Thirty-day mortgage delinquency soared to a two-year high, while serious delinquency climbed to a 19-month high. But foreclosure starts were the fewest since the recession.
Last year finished with 2.743 million U.S. single-family loans that were either at least
30 days delinquent or in the foreclosure inventory.
The non-current count consisted of 2.412 million loans that were at least 30 days past due but not in foreclosure and 331,000 units in the foreclosure pre-sale inventory.
Based on the data reported Tuesday by Black Knight Inc., Mortgage Daily estimates that around 51.175 million residential loans were outstanding as of Dec. 31, 2017.

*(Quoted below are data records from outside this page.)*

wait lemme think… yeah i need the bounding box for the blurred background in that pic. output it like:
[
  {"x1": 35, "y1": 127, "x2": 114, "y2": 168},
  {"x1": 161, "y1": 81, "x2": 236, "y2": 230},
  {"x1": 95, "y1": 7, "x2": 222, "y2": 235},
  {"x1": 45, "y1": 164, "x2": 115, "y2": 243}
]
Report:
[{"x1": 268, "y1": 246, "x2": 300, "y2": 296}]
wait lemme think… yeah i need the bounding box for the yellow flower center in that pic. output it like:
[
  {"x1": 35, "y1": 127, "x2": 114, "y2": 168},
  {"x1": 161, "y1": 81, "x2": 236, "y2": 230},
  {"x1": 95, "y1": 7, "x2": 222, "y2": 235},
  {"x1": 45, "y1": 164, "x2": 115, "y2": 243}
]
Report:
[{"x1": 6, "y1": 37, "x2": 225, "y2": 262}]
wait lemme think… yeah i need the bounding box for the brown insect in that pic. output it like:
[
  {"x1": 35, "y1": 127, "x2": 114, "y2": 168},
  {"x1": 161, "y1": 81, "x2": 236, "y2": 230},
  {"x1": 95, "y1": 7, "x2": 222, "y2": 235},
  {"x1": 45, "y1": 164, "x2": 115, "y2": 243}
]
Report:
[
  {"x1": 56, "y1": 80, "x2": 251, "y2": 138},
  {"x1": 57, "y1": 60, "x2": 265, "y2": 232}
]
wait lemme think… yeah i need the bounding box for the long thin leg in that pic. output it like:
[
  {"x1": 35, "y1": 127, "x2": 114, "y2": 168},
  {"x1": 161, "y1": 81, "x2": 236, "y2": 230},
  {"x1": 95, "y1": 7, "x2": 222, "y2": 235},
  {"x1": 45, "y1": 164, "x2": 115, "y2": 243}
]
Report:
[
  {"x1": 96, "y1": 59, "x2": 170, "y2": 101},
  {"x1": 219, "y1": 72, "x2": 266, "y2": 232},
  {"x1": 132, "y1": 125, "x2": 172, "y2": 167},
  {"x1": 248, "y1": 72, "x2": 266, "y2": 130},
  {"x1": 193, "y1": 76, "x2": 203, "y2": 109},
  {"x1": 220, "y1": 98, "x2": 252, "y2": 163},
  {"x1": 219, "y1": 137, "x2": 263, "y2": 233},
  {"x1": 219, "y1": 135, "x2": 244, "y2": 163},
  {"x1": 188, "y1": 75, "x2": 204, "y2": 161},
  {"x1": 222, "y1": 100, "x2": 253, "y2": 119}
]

Black Knight’s data indicate that the non-current rate was 5.36 percent at the end of last month, worsening 15 basis points from Nov. 30. But compared to Dec. 31, 2016, the rate retreated one basis point.
At 11.32 percent, Mississippi’s non-current rate was the worst in the nation. After that was Louisiana’s 9.79 percent, followed by Florida’s 9.26 percent, Alabama’s 7.83 percent and West Virginia’s 7.79 percent.
Colorado’s 2.24 percent non-current rate was the lowest of any state.
Included in the year-end 2017 U.S. non-current rate was a 4.71 percent 30-day rate excluding foreclosures — the highest it’s been since it was 5.09 percent in January 2016. Thirty-day delinquency jumped from 4.55 percent a month earlier and 4.42 percent as of year-end 2016.
Based on Black Knight’s data, Mortgage Daily estimates that the 90-day rate including foreclosures ended last year at 1.42 percent — its highest level since it was 1.42 percent in May 2016. The deterioration was “driven by both continued hurricane-related fallout as well as seasonal and calendar-related pressures.”
Black Knight reported a
foreclosure inventory rate of 0.65 percent, a basis point lower than as of Nov. 30 and 30 BPS better than as of Dec. 31, 2016. Based on historical data maintained by Mortgage Daily, the foreclosure rate was the lowest since at least 2015 and likely the lowest since the recession.
The 44,500 foreclosure starts last month were a “a post-recession low,” Black Knight said. During all of 2017, there were 649,400 foreclosure starts,
an improvement over the 764,500 foreclosures initiated in 2016.